This is an order of service. It is not a program. The word program suggests too much of theater and concert associations; it always savors of entertainment; and this Children’s Service is not for entertainment. It is an order of service for divine worship, as every church service should be.
It is a liturgical service, in distinction from the catechetical service form, which is still too much in evidence in the church. The place for catechetics is not the church but the school. The catechetical service form will always partake of the nature of an examination, and center the hearer’s attention on the child and child’s knowledge, thus thwarting the spirit of true devotion; for in the house of worship the attention of the hearer should be addressed solely to the Word, or what the word stands for: the Gospel of Jesus Christ. All oratory, elocution, vestment, music, architecture, painting, that offends against this fundamental principle of all true art and beauty (let alone Christian art), if anywhere else, surely has no place in the sanctuary.

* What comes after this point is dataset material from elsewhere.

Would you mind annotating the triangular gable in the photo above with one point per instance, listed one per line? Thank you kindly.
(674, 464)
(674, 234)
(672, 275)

In regard to the traditional form of worship, which is part of the heritage too, of Luther’s Conservative Reformation, it may be briefly said that it is composed of the two elements of sacrament and sacrifice. The sacramental acts are those which proclaim and bestow the Gospel gifts of grace, to wit: the Absolution, the Scripture Lessons, the Sermon, the Benediction, Baptism, and the Communion, which naturally are administered by the minister. The sacrificial parts are the prayers, confession, responses, and hymns of the congregation, which it renders in response to the preaching and administering of God’s grace and of the forgiveness of sins.
For the congregation’s opening and closing service, in the following, we have not observed the traditional Vesper Service order, because the celebration of Christmas Eve in our day has taken on the importance of a main service; the children’s part may be considered as replacing the sermon of the main service, a “preaching out of the mouth of babes.” Our printed form leaves it entirely to the imagination of the local organizers of the service, in which way to assign the various parts; it is only the leader whom we would caution to remember that he is not directing a program but reading a service, and that his every action should be in keeping with this thought. The texts to be read by the leader are indicated by capitalized first words: the children, of course should recite from memory. Fuller notes on the Service may be found in Faith-Life, Vol. II, No. 15, under the heading “Unsre Weinachtsliturgie” (Our Christmas Celebration). As will readily be seen, our Service can be used with any number of children, in a congregation with no children of speaking age at all, and in the family circle.
May the “Faith-Life Children’s Christmas Service” make for greater dignity in the observance of Christmas Eve and serve the spirit of the Introit: O thou wondrous hour of blessing, when, with heart and voice professing and our gratitude confessing, we the Christ Mass celebrate.